Last time we talked about doing a bit of research, buying at least one stock that pays a dividend, going into your portfolio and re-balancing your stocks at least once or perhaps twice a year, and gambling with a small percentage of your portfolio so that you feel you’re taking a little bit of a risk for that electric feeling you might not get with more conservative investing.
Well, here’s another part of your financial plan: make sure you decide on a percentage of your income that you are comfortable setting aside for investing and then stick to that. Let’s say, for example, that you feel you can invest 10% of your paycheck each week or month (depending on how often you are paid). Now, give this some serious thought, because I’m going to ask you to make a commitment to this and stick to it, no matter what. Don’t decide that that vacation to Hawaii takes precedent over your investment plan. Instead, set aside a percentage of your income for vacations and luxury expenditures (say, 5%) so that you can save toward those costs, and then you should be able to stick to the plan for any and every budgeted item. In this economic climate, it makes good sense to adhere to a plan and not go renegade financially. That way, if anything does go askew with your job, you will be more prepared than if you just fly by the seat of your pants.

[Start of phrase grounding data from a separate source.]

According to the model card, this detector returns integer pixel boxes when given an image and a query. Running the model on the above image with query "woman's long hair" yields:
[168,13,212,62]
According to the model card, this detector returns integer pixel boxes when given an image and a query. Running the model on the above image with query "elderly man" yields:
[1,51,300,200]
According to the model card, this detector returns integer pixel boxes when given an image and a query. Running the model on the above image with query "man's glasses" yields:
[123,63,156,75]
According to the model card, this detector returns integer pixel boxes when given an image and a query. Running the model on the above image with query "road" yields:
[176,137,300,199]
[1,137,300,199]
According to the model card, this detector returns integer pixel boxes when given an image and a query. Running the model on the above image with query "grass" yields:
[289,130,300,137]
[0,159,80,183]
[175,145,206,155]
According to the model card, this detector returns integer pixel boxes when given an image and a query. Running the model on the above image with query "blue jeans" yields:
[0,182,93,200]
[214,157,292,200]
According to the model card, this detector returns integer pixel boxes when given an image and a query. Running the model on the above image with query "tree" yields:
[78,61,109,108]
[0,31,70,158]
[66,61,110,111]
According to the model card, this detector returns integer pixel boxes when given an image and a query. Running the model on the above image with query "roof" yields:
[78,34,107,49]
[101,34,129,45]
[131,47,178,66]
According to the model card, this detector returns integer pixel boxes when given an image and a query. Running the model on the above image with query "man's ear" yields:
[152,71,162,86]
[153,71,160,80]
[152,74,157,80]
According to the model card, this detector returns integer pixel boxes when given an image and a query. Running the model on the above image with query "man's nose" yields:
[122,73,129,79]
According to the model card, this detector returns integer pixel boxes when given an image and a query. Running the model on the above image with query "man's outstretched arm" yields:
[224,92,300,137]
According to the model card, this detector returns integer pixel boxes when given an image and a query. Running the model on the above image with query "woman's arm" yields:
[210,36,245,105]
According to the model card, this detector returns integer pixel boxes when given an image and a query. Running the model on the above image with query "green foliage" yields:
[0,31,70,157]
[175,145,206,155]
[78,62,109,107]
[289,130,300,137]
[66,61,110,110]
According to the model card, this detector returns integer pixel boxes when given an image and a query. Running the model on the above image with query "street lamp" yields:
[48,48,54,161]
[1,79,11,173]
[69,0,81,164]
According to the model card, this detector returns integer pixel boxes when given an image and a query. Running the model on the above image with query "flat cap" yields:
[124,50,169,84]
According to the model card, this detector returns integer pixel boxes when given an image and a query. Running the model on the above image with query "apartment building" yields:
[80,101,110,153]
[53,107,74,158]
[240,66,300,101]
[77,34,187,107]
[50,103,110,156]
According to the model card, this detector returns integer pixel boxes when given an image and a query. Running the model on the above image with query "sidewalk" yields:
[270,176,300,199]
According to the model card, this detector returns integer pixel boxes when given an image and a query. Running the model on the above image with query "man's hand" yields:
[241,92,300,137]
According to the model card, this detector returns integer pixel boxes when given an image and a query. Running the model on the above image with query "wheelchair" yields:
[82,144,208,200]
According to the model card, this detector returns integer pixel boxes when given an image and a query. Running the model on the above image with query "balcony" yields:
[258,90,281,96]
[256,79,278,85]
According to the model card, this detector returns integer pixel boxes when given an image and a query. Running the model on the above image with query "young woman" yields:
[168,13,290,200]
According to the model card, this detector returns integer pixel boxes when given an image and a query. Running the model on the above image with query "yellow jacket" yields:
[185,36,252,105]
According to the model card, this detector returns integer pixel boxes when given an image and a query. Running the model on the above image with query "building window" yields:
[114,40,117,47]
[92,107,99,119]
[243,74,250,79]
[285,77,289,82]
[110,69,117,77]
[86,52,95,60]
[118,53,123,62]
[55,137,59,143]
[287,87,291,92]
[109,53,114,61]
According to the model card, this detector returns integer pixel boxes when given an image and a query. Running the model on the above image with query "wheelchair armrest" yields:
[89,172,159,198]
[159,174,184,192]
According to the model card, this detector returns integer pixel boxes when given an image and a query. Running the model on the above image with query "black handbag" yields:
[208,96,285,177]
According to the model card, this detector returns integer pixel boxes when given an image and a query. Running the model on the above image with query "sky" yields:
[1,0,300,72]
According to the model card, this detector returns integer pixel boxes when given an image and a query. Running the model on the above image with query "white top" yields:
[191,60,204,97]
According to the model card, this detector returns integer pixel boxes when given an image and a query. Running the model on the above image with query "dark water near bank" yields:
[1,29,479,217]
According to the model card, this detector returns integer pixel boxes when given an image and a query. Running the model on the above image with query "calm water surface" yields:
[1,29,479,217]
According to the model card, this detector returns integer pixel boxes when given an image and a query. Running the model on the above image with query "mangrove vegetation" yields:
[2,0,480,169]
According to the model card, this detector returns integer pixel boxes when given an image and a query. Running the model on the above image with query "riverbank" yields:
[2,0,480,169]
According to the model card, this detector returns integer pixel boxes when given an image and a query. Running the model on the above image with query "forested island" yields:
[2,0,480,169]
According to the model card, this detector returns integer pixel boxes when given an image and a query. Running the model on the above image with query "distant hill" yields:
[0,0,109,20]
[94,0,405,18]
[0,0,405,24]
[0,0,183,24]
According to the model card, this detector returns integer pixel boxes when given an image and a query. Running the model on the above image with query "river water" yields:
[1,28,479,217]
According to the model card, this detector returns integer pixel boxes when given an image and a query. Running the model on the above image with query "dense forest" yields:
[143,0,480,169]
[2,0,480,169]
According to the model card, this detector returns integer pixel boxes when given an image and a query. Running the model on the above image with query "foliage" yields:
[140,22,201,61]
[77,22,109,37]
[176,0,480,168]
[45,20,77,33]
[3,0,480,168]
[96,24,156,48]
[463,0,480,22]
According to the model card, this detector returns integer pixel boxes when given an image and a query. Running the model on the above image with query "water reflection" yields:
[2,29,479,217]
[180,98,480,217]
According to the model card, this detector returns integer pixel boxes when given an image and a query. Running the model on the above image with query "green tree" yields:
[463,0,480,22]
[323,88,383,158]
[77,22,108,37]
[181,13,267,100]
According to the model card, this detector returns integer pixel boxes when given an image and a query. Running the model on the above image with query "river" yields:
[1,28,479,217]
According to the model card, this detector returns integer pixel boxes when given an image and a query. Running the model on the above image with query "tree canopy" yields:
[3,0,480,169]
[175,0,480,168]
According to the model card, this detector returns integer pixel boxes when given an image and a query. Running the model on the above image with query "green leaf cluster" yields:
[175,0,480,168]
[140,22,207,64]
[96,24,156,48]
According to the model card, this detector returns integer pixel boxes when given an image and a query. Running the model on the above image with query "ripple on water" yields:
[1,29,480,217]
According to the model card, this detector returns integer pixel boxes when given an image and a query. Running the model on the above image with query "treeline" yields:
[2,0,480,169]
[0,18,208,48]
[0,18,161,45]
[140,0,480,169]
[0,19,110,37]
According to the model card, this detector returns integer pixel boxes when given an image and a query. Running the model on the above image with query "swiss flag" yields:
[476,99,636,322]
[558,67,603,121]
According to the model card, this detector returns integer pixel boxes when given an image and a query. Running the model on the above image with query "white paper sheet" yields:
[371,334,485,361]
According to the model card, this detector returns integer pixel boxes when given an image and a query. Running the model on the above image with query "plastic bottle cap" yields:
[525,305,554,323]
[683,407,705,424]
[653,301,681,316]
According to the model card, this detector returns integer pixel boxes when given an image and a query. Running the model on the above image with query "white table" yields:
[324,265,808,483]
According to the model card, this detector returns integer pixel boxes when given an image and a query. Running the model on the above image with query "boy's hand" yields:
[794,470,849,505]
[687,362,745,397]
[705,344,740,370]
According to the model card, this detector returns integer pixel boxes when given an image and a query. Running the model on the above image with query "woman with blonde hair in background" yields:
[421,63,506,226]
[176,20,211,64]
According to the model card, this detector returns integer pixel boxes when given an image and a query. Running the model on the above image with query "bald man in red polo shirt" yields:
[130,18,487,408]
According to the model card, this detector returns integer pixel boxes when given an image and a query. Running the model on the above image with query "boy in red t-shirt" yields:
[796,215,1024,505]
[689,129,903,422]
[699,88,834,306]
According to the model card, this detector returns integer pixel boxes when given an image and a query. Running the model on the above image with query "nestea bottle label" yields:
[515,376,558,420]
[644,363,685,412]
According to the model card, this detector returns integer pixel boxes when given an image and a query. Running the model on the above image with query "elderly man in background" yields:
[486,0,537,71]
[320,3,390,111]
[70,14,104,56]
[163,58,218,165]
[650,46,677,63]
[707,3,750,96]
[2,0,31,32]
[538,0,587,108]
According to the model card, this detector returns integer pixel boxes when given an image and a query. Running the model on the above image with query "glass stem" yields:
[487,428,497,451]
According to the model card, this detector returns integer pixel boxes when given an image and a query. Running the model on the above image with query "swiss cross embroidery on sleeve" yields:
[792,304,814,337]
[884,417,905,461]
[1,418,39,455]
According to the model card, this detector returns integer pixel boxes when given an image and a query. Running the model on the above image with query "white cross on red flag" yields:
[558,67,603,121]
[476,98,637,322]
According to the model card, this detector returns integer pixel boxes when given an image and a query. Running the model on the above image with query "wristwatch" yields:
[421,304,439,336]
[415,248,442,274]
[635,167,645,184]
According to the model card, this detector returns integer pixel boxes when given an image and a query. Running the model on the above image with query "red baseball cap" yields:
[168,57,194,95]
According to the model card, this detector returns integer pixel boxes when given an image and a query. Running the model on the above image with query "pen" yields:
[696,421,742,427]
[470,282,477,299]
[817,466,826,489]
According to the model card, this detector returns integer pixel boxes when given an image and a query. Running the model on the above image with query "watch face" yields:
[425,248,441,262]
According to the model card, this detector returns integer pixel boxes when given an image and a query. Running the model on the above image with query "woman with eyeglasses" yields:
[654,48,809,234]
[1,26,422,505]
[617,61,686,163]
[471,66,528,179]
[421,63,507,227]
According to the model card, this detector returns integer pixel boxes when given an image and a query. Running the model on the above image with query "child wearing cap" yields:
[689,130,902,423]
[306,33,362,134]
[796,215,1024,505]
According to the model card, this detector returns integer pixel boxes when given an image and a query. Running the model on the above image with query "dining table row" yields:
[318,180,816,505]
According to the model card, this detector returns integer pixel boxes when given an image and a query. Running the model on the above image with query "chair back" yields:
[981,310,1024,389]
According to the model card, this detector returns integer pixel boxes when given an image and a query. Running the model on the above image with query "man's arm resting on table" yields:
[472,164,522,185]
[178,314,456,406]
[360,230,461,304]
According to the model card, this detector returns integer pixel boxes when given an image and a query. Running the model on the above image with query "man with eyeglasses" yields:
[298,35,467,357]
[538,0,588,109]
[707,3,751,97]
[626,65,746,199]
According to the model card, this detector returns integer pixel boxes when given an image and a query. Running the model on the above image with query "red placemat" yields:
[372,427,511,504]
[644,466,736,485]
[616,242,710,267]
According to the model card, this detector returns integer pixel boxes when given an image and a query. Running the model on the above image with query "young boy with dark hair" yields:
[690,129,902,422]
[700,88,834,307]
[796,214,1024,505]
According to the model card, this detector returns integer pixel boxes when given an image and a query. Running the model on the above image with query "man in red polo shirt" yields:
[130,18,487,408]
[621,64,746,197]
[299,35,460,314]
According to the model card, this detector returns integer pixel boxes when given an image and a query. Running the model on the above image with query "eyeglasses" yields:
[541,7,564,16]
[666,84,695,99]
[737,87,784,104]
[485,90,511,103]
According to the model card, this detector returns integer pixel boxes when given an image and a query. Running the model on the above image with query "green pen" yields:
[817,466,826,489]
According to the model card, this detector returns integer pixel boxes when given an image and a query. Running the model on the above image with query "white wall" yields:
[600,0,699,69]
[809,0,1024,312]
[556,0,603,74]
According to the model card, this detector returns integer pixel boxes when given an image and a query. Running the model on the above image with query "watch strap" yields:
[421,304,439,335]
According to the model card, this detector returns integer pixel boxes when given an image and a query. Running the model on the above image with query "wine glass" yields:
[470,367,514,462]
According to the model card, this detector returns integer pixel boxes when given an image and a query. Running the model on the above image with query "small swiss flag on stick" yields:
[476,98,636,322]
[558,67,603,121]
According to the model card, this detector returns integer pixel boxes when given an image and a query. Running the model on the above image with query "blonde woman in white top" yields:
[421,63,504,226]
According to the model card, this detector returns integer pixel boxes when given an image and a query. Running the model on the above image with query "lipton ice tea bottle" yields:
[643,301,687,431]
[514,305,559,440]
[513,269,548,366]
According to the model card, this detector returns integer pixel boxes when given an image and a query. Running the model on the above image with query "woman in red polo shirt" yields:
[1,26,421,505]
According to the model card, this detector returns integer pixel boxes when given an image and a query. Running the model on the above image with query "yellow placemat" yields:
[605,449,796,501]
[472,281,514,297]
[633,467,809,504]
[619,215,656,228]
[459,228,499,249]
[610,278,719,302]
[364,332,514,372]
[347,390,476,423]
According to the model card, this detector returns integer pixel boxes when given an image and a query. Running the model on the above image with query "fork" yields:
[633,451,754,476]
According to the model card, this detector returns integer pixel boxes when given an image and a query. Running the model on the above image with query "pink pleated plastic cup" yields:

Another part of the plan is to reward yourself for good behavior. Build it into your budget plan. That way you won’t be tempted to cheat. Put a certain amount of money out of each paycheck aside for just plain fun. Let’s say that you set aside $25-$50 that you give to yourself to do as you please: go out to dinner, go to a movie, save for that iPad, whatever strikes your fancy. Now obviously this won’t get you to that chateau in France next summer. This is not what this amount of money is for. In order to have money for that kind of expense, you’ll have to do an actual budget item that puts aside more money that $25-$50 per paycheck. No, this is just fun money, meant to make life more joyous for you. And whatever you do, don’t frown when you’re spending it. Put on a big grin and ENJOY!
The last thing I would encourage you to do as you’re parceling out these budget items is to set aside some money for giving. You can never give enough of your money away; I am convinced of that. There is something rewarding about the act of giving that comes back to you many times over, not always monetarily but definitely emotionally and spiritually.
In Jacques Ellul’s classic book “Money and Power,” he tells us that money has a firm hold on many people, and the way to “demagnetize” it is to give it away. In our culture, money takes on more meaning than it often deserves. So don’t let your investments or your money rule you; they belong to you, not vice versa.
And that’s a plan you can easily live with.